Microsoft debuts Phi-4, a new model of artificial intelligence, in a research preview
Microsoft has announced a new addition to its Phi family of productive AI models.
Called Phi-4, the model is improved in fewer areas than before, Microsoft claims – especially for solving mathematical problems. That is partly a result of improved training data quality.
Phi-4 is available in limited access as of Thursday night: only on Microsoft’s newly launched Azure AI Foundry development platform, and only for research purposes under Microsoft’s research license agreement.
This is Microsoft’s latest mini-language model, coming in at 14 billion parameters in size, and competing with other mini-models such as GPT-4o mini, Gemini 2.0 Flash, and Claude 3.5 Haiku. These AI models are often fast and cheap to implement, but the performance of small language models has grown steadily over the past few years.
In this case, Microsoft attributes Phi-4’s performance to the use of “high-quality synthetic datasets,” as well as high-quality datasets of human-generated content and other unspecified post-training enhancements.
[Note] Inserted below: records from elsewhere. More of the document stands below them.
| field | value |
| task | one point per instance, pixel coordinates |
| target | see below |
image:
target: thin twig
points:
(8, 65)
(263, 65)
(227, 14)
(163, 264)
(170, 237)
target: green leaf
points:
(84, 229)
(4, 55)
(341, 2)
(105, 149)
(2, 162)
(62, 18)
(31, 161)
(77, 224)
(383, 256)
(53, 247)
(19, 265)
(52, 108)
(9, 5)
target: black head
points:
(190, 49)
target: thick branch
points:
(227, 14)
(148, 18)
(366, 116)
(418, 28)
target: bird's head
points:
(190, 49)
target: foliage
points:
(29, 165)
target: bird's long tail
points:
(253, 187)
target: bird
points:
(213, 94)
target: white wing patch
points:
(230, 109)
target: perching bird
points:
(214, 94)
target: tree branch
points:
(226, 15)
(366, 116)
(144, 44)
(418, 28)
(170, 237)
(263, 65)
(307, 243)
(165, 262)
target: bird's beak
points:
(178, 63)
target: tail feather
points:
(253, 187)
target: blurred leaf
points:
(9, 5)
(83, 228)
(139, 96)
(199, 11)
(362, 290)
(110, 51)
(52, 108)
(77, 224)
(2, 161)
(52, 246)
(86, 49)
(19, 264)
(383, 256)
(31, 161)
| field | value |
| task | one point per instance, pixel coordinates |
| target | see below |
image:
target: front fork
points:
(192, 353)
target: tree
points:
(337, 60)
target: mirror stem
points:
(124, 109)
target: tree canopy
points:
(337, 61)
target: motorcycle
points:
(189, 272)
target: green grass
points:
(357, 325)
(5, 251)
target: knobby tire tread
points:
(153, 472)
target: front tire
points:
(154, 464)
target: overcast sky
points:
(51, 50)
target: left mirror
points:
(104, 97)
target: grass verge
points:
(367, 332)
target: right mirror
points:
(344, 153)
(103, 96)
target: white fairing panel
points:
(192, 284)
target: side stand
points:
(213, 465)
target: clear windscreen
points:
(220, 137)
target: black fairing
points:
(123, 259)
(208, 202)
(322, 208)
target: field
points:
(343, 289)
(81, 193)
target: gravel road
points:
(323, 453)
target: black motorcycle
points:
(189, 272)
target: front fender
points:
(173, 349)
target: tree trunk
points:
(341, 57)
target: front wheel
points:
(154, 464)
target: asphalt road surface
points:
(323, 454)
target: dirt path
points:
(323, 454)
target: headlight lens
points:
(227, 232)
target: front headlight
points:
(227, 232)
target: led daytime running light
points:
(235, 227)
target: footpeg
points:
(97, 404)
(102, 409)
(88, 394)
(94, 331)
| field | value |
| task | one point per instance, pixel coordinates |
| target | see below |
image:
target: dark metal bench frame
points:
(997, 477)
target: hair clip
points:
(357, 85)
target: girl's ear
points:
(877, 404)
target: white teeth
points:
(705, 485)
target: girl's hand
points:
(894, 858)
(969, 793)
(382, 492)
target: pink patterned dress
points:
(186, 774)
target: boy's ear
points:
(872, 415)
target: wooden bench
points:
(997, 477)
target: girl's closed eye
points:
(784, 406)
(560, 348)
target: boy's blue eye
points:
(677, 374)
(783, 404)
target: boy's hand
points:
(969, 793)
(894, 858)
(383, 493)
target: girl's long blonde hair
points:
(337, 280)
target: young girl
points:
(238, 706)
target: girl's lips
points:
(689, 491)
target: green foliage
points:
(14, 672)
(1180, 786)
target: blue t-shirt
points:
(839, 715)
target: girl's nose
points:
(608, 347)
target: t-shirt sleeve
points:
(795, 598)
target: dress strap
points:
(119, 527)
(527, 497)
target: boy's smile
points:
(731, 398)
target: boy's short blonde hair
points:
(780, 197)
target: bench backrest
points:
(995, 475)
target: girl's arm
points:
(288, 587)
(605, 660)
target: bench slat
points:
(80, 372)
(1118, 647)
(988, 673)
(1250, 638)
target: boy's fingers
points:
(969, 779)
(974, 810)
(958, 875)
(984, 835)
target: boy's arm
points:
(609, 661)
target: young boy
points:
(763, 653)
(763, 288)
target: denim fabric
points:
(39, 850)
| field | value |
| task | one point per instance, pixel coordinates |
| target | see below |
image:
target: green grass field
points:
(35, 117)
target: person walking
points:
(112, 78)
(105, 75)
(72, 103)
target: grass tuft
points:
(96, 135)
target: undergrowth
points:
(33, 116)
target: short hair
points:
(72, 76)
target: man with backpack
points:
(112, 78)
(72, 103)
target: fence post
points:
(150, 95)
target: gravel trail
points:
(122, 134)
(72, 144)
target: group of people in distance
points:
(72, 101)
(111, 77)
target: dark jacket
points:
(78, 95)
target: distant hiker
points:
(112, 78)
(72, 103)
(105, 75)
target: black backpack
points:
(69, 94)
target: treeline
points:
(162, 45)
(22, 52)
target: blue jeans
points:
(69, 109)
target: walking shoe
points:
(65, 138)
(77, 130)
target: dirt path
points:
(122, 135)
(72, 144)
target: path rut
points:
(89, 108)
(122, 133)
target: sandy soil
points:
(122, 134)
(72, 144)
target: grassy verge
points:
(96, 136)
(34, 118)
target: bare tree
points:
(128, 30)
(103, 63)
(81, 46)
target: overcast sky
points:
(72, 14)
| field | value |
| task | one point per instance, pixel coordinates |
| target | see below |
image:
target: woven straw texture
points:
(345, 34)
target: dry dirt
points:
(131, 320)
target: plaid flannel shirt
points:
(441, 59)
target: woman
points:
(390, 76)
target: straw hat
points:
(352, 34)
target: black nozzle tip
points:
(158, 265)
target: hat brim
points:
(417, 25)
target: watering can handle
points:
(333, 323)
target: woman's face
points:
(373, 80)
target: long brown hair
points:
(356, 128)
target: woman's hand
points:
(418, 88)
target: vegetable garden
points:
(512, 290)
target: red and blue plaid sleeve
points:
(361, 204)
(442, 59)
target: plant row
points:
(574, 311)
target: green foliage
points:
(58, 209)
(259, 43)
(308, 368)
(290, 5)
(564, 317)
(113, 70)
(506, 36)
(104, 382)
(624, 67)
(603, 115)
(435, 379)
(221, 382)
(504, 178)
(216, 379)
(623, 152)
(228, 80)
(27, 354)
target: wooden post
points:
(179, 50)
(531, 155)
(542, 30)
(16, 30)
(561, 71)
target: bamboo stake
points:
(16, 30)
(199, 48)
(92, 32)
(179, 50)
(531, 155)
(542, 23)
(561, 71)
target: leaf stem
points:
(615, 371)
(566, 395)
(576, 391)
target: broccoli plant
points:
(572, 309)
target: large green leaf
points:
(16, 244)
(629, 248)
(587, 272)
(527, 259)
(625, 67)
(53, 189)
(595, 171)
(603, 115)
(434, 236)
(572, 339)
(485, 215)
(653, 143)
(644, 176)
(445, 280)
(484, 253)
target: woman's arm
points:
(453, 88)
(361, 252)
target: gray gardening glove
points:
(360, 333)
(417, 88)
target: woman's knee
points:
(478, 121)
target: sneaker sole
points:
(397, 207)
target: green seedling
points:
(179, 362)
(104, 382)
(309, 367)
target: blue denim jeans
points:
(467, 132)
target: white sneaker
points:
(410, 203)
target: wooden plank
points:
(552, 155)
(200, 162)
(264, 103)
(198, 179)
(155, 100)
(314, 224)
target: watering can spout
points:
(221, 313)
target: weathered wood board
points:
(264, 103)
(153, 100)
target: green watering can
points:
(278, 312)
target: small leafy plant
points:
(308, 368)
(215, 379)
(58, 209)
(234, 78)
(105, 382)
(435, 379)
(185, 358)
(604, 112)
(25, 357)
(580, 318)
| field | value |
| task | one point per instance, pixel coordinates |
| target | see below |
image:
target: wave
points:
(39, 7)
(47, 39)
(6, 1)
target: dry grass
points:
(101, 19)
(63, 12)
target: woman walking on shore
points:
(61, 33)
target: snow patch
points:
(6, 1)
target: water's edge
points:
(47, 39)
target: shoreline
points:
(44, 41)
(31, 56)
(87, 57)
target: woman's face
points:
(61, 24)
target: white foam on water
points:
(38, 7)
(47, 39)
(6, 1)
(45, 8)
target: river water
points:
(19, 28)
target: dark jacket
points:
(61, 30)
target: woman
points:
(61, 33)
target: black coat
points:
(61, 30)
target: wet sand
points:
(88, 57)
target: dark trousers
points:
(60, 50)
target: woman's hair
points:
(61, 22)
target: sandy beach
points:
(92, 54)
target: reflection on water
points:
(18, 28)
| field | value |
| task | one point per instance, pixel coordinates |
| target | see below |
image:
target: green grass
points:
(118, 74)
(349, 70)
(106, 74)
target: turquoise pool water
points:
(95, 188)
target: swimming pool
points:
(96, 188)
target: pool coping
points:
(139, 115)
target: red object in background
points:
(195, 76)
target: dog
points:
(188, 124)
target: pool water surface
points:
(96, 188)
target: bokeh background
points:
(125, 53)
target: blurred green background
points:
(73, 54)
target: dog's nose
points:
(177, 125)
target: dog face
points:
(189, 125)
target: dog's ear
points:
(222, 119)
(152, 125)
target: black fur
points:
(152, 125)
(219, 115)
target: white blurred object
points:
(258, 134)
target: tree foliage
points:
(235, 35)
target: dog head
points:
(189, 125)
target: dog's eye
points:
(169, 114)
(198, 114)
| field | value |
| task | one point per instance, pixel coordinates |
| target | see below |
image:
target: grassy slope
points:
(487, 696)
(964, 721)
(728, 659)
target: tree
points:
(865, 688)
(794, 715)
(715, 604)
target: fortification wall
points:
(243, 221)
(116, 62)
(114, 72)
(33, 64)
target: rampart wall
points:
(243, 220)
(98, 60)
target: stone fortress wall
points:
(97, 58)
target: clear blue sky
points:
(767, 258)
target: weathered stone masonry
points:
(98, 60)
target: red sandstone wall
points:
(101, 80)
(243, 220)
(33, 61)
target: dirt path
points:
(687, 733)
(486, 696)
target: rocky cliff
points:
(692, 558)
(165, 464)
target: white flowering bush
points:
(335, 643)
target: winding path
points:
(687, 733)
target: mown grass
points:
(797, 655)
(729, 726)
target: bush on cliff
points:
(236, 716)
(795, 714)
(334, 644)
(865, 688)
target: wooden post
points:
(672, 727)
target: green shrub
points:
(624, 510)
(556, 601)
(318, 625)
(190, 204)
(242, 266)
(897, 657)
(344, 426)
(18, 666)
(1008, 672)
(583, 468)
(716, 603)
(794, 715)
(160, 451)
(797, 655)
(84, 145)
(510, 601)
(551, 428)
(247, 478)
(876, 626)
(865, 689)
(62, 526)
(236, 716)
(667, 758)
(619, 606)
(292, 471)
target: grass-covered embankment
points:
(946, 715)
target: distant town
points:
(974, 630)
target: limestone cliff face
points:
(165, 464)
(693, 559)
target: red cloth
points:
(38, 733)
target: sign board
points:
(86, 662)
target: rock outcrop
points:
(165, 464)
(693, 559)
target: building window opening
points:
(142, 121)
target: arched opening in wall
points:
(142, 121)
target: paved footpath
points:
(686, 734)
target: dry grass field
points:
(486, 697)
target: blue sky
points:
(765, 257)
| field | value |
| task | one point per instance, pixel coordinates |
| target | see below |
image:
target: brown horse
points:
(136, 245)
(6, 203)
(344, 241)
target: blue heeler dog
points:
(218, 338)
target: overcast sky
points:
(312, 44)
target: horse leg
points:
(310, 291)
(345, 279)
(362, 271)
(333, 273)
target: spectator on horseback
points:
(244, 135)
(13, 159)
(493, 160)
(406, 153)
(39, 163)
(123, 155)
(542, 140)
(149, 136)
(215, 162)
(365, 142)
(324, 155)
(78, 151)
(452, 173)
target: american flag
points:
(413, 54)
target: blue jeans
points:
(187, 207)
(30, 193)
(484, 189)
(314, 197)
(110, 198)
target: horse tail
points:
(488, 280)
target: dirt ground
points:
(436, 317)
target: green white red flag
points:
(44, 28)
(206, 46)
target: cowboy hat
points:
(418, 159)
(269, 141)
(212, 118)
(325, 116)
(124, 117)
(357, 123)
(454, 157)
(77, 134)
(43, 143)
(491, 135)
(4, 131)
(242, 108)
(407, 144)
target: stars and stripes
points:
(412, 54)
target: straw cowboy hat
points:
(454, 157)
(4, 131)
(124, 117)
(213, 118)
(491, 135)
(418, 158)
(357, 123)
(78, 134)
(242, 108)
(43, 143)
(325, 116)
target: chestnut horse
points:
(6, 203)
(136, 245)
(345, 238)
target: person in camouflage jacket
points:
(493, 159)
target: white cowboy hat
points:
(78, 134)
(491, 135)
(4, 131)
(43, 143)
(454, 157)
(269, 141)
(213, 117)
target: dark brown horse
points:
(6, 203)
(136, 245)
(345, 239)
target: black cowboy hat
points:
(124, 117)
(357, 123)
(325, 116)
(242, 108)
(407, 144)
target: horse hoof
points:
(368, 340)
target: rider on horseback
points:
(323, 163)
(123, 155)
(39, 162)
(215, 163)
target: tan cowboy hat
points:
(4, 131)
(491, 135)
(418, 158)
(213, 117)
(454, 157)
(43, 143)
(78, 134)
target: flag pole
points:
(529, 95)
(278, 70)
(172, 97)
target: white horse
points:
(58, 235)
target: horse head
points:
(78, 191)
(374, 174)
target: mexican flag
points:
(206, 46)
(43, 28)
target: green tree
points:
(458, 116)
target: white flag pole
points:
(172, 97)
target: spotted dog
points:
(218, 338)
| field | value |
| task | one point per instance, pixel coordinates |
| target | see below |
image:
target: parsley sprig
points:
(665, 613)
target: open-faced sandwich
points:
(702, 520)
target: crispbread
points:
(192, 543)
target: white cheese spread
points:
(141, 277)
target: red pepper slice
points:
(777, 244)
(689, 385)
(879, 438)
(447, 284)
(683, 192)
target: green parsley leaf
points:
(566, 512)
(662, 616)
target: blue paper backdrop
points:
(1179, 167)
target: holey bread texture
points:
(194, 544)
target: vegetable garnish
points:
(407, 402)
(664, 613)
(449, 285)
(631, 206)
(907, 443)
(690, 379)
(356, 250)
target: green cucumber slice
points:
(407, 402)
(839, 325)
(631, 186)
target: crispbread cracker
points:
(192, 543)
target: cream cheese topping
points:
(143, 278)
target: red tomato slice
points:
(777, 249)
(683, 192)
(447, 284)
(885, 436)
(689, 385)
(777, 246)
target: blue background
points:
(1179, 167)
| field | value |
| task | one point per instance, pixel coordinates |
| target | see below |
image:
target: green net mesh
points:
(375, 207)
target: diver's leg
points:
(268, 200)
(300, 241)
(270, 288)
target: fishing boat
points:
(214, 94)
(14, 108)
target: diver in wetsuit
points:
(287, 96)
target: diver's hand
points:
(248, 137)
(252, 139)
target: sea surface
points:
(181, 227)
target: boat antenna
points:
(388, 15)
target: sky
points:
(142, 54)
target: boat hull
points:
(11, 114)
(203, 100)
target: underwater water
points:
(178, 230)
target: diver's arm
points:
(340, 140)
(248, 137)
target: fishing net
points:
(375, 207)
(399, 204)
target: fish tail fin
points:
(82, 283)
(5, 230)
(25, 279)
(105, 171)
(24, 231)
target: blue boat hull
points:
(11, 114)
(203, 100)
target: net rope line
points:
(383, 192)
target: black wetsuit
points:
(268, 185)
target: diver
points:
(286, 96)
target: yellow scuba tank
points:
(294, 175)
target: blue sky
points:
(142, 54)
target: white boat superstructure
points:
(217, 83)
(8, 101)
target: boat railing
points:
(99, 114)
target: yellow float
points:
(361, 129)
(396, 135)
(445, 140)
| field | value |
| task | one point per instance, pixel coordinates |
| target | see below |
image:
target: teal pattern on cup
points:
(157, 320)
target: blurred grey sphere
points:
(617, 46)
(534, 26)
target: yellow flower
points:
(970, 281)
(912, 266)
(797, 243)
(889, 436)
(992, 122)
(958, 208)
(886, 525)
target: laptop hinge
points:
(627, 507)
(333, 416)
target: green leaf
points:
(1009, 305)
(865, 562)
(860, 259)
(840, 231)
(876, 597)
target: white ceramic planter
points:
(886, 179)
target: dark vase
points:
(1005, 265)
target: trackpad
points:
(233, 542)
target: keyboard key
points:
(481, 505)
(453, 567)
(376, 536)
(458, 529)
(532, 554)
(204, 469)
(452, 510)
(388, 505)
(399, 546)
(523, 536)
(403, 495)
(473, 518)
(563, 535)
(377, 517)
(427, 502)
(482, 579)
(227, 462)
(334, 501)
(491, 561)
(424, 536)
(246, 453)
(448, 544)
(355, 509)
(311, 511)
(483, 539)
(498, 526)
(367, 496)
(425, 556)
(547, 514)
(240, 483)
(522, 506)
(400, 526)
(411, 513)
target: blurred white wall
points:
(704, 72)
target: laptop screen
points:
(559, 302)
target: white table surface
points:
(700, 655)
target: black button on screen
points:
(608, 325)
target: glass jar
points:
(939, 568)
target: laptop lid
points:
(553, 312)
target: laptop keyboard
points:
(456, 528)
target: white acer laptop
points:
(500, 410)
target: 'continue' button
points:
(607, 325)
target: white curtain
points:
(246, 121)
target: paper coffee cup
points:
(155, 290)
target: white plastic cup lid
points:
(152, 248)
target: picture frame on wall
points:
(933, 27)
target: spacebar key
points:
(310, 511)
Many AI labs are looking more closely at the innovations they can make around synthetic data and post training these days. Scale AI CEO Alexandr Wang said in a tweet Thursday that “we’ve hit a wall of pre-training data,” confirming several reports on the topic in the past few weeks.
Notably, the Phi-4 is the first Phi-series model launched after the departure of Sébastien Bubeck. Previously an AI VP at Microsoft and a key figure in the development of the company’s Phi model, Bubeck left Microsoft in October to join OpenAI.